Lo que en un principio parece mostrar una cierta coherencia, deviene en un nonsense genérico donde todo tiene cabida. Como advertía Carlos Losilla, «el todo vale formal acaba superponiéndose al ideológico nada vale (la pena), es decir, la apelación constante al público a través de todos los mecanismos cinematográficos y narrativos posibles». A través de este procedimiento, donde nada tiene sentido, Raimi destroza la coherencia del cine de horror de los 70, cuya vanguardia estaba ligada a un concepto riguroso de la moral; y al mismo tiempo lanza a la cara del espectador en clave de vísceras aquello en lo que se convertiría la siguiente década: una farsa sociopolítica erigida sobre los valores del consumismo como suplantación de la moral, el cultivo de lo superficial, y la campaña de infantilización emprendida por la cultura del entretenimiento.

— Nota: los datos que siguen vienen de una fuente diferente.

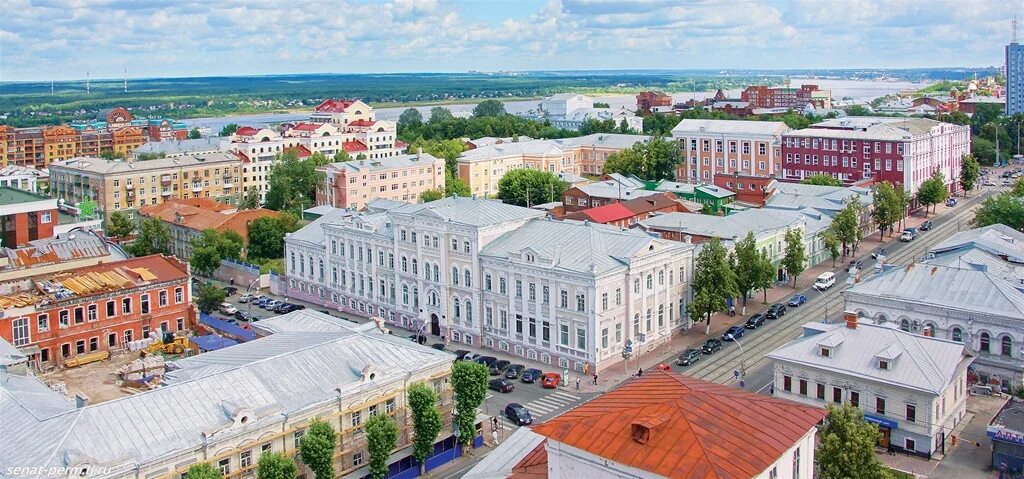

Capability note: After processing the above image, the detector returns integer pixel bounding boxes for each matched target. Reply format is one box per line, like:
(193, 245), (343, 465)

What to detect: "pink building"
(782, 117), (971, 199)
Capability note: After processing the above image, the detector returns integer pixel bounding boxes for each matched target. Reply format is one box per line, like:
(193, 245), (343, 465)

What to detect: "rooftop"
(767, 319), (972, 394)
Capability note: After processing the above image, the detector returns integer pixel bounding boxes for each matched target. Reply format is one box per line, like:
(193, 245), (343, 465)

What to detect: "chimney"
(843, 311), (857, 330)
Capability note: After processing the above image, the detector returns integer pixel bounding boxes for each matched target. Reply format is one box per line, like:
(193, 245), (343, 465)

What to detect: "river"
(182, 79), (928, 133)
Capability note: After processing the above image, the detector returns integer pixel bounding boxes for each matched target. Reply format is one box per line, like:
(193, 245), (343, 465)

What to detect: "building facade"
(767, 311), (974, 459)
(316, 151), (444, 210)
(782, 117), (971, 195)
(0, 255), (195, 369)
(50, 154), (242, 214)
(672, 120), (790, 183)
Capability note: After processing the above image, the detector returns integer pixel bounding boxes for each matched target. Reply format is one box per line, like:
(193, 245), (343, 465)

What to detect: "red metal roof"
(316, 98), (355, 113)
(517, 369), (827, 479)
(341, 140), (370, 153)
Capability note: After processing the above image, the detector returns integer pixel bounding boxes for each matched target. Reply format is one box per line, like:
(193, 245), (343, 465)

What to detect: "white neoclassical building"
(843, 263), (1024, 391)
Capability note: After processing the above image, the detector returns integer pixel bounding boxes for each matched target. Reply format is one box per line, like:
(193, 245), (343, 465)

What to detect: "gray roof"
(672, 119), (790, 136)
(132, 136), (223, 156)
(766, 322), (971, 394)
(480, 219), (692, 275)
(389, 197), (544, 227)
(843, 263), (1024, 319)
(50, 153), (242, 175)
(0, 313), (453, 475)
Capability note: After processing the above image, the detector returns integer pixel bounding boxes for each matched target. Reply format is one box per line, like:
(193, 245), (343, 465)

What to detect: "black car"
(505, 364), (526, 379)
(676, 348), (700, 365)
(743, 313), (765, 330)
(505, 402), (534, 426)
(519, 367), (544, 383)
(490, 359), (512, 376)
(765, 303), (785, 319)
(473, 356), (498, 367)
(700, 339), (722, 354)
(487, 378), (515, 393)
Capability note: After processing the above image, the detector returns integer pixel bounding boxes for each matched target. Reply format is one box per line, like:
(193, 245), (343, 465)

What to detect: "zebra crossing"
(487, 390), (584, 431)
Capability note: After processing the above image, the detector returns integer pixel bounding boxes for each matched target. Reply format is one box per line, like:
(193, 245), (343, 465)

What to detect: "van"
(814, 271), (836, 290)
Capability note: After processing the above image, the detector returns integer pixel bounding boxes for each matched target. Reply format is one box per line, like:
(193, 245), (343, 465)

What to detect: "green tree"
(196, 284), (227, 312)
(498, 168), (566, 207)
(239, 186), (259, 210)
(918, 170), (949, 217)
(220, 123), (239, 136)
(430, 106), (455, 123)
(452, 361), (490, 446)
(781, 228), (807, 288)
(366, 415), (398, 479)
(266, 151), (323, 214)
(801, 173), (843, 186)
(733, 231), (761, 313)
(106, 211), (135, 237)
(125, 217), (171, 257)
(687, 237), (739, 335)
(814, 404), (892, 479)
(256, 450), (296, 479)
(961, 155), (981, 197)
(473, 99), (507, 118)
(398, 108), (423, 130)
(299, 418), (338, 479)
(409, 383), (444, 476)
(185, 463), (224, 479)
(974, 192), (1024, 230)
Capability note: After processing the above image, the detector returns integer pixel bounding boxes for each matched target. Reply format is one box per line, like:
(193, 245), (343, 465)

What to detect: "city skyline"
(0, 0), (1020, 81)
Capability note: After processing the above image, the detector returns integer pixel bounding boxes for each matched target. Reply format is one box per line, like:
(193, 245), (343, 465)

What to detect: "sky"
(0, 0), (1024, 81)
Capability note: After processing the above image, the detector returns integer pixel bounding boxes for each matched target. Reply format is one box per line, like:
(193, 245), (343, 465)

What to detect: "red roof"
(341, 140), (370, 153)
(517, 369), (827, 479)
(316, 98), (355, 113)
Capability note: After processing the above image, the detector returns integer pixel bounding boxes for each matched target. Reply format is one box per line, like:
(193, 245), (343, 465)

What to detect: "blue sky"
(0, 0), (1024, 80)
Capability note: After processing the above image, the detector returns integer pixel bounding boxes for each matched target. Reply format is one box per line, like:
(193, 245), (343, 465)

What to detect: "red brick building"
(0, 255), (195, 368)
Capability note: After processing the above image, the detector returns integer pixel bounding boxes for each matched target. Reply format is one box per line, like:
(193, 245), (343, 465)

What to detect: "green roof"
(0, 186), (52, 206)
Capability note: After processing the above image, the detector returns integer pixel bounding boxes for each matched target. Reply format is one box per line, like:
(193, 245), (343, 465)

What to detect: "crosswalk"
(487, 390), (583, 431)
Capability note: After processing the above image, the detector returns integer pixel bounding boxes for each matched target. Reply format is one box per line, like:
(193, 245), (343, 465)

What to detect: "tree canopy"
(498, 168), (566, 207)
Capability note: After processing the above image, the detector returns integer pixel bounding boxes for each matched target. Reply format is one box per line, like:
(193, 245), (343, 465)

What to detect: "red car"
(541, 373), (562, 389)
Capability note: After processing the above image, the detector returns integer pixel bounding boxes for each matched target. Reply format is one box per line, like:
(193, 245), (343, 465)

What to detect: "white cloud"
(0, 0), (1016, 80)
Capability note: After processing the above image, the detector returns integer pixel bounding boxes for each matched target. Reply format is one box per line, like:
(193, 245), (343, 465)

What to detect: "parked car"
(505, 402), (534, 426)
(490, 359), (512, 376)
(743, 313), (765, 330)
(505, 364), (526, 379)
(722, 326), (746, 341)
(541, 373), (562, 389)
(700, 338), (722, 354)
(487, 378), (515, 393)
(814, 271), (836, 290)
(676, 348), (700, 365)
(519, 367), (544, 383)
(765, 303), (785, 319)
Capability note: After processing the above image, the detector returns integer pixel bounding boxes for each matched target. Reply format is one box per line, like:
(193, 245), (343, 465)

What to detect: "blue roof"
(191, 335), (239, 351)
(199, 312), (256, 341)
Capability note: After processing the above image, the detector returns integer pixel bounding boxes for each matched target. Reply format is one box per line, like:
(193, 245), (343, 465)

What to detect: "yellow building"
(49, 154), (243, 213)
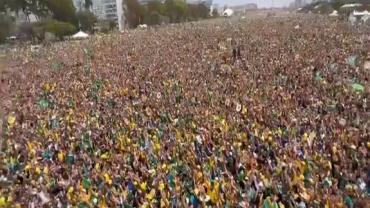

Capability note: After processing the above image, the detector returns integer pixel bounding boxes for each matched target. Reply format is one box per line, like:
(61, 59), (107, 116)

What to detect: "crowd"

Incluso su segunda parte/remake, Terroríficamente muertos (Evil Dead 2. Sam Raimi, 1987), ya abrazaría directamente el humor como reflejo de la idiocracia y Raimi se convertiría en un cineasta limítrofe, siempre bajo sospecha.

El crítico Stephen Hunter comentaba que Posesion Infernal «es tan primitiva que es esencialmente una película casera (…) no tiene una idea en absoluta, no tiene una idea central». Precisamente estos aspectos, la abstracción hacia la que se precipita una película que por momentos pierde su hilo narrativo entrando en un bucle infinito de violencia granguiñolesca, la convierte en esa obra posmoderna que devuelve la angustia derivada del derrumbe de las utopías sociales de los años 70. La estética de la película, ese todo vale al que hemos hecho referencia previamente, la proyecta como un objeto impredecible donde la elegancia y la atmósfera mutan en torpeza e impureza; donde el macabro sentido del humor brota de la sensación de incomodidad por no poder acceder a un texto que no existe. Raimi transforma una cabaña en una continua exhibición de atrocidades, en un patio de recreo para el espectador que funciona como vertedero de residuos de un horror que se extinguiría para dar paso a un falso período de reconstrucción social. Volviendo a Carlos Losilla, Posesión Infernal constata «el fracaso de cualquier tipo de intento evolutivo, el convencimiento de que cualquier utopía sociopolítica o estética está condenada de antemano a su propia autodestrucción». Un espectáculo donde la única coherencia, la única certeza, es la presencia inequívoca y omnipresente del Mal.